Moments like these are so hard. So many questions come, questions about God and why people suffer and why her family isn’t here sharing her last moments with her. I held her and rocked her and sang to her. Finally, I could tell the time was here. She did all the things I’ve come to know too well before a child dies. When she died, it was the middle of the night so I just wrapped her up well, placed her in my bathroom, and waited for the morning to come when we could bury our tiny treasure. Morning came, I prepared this tiny body to be buried, and we proceeded to our graveyard. The guys who work on the orphanage grounds had already dug her grave, so we had our short service for her.
If I’m being honest, I wonder sometimes what the point is. We fight for babies whose parents are unable to fight for them. We do this because we know we would want someone doing it for our child if we were unable. We do this because God commands us to. But when it ends this way, sometimes it feels futile. Thankfully, that’s not the end of our story, and thankfully most don’t end like that. Most end with joy.

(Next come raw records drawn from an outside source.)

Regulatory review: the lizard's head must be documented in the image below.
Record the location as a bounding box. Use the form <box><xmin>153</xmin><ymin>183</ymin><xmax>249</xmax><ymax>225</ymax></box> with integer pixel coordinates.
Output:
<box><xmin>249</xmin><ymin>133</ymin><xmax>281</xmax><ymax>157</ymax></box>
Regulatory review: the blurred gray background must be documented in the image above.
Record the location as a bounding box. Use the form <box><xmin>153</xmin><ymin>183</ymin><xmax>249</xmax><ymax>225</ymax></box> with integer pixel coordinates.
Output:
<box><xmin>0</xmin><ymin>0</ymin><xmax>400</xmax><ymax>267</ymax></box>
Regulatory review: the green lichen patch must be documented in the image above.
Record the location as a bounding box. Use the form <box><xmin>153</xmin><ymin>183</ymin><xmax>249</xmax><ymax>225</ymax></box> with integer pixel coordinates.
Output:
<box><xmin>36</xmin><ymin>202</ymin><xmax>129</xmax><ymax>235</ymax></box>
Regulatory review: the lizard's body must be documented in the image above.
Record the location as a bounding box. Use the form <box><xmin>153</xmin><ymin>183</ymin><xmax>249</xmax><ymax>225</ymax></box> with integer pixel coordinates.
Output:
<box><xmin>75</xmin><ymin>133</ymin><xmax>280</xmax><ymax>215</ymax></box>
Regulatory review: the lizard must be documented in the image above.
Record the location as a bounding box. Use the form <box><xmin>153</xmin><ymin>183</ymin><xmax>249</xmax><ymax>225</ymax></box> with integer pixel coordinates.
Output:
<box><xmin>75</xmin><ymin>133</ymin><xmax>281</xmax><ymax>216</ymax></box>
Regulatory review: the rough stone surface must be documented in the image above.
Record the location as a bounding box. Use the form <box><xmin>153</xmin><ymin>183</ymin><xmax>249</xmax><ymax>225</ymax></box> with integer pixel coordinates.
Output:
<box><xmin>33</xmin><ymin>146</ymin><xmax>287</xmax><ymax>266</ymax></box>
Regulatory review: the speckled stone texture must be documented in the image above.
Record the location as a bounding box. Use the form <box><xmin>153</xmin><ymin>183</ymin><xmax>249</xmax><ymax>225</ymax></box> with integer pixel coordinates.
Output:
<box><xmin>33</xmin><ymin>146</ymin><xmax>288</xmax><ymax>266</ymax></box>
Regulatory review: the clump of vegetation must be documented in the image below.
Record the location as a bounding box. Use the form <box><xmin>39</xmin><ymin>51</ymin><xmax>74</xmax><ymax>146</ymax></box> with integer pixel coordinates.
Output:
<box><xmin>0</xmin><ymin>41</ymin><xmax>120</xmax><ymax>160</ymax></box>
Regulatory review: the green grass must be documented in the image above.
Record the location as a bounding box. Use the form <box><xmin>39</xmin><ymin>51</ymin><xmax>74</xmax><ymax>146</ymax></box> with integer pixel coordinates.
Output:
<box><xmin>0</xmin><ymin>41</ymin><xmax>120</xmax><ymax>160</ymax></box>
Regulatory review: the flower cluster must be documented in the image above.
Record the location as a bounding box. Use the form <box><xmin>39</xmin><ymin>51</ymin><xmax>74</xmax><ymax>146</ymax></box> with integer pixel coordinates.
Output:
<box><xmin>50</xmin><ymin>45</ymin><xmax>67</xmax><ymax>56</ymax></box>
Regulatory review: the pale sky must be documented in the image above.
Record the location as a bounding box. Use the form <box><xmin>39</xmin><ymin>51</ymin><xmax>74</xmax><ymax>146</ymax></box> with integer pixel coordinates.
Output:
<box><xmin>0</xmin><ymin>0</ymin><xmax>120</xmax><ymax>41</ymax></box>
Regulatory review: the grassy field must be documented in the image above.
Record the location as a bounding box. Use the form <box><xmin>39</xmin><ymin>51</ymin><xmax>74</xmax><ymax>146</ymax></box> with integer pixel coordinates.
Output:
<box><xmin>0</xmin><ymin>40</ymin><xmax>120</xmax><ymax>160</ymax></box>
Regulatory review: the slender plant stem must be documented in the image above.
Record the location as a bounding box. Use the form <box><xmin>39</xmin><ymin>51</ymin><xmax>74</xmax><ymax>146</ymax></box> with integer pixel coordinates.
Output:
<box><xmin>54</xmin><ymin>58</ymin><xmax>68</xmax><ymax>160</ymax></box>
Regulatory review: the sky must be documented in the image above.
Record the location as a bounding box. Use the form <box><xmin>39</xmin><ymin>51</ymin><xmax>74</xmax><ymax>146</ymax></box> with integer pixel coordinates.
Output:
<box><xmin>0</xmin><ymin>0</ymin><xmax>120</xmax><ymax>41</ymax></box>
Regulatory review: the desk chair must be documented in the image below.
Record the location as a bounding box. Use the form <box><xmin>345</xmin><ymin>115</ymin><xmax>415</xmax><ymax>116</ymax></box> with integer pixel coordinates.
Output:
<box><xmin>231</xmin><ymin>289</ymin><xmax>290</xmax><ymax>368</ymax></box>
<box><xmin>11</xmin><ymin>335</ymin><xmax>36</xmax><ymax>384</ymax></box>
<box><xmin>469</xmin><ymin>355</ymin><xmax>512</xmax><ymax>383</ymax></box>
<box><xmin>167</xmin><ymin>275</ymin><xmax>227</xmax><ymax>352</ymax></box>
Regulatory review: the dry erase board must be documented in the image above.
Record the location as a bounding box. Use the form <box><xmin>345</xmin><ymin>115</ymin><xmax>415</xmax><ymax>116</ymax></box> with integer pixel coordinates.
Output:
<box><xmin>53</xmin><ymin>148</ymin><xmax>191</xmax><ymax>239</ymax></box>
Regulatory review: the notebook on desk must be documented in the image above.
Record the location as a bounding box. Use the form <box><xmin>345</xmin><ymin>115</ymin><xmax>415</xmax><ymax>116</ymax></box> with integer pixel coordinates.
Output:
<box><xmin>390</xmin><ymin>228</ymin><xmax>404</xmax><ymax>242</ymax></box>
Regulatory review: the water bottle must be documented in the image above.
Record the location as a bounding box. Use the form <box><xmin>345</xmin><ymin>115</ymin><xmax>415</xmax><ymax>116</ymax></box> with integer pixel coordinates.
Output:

The next day, after burying Jenson, I was able to go visit Catherine, one of our babies that we had from birth and went home when she was 3 ½. We had fought for her, too. Many times, many late nights, many instances we thought she wouldn’t make it. But she did. And the fighting wasn’t futile. It meant that a little girl got to rejoin her family and got a chance to live and bring glory to God. That is our prayer for all our little ones that go back to their families.
And then a few weeks after getting to see Catherine, Sibajene, one of our toddlers, went back with his father and stepmother. They came to take him now that he is old enough to eat regular food and there is someone at home to look after him while his father works. As we prayed with his family as they prepared to go, his father wept and wept. He couldn’t stop thanking us for taking care of his son while he couldn’t. It was beautiful to see an example of how God uses this place and this ministry to stir people’s hearts and point them to God. I’m not sure about Sibajene’s father’s relationship with God, but I know that on that day, he was aware that God is love as he looked at his son and all the aunties who loved him during his first two years.
We’ve also had new babies join us this month. We’ve added Jeremy, an HIV exposed little guy who is failing to thrive. We have Louisa, a big, healthy baby girl with lactose intolerance. Raymond is a little week- old boy who is doing marvelously. God continues to bring new life into this place, even more opportunities to share His love and shine His light.
Like all months here I suppose, this month has brought things full circle. There is death, but also new life and new families being created. We have been blessed. It’s impossible when working with infants and toddlers to have intense Bible study or to ensure that they understand the Bible stories you are trying to teach them. But God is great and He works for us, planting seeds in the hearts of our children and their families in ways we could not. Please continue praying for us that God would be glorified in our actions, and that all of our babies and the families they will one day go to will come to know Him.
I hope you all are well. I miss you guys! Thanks for all your support!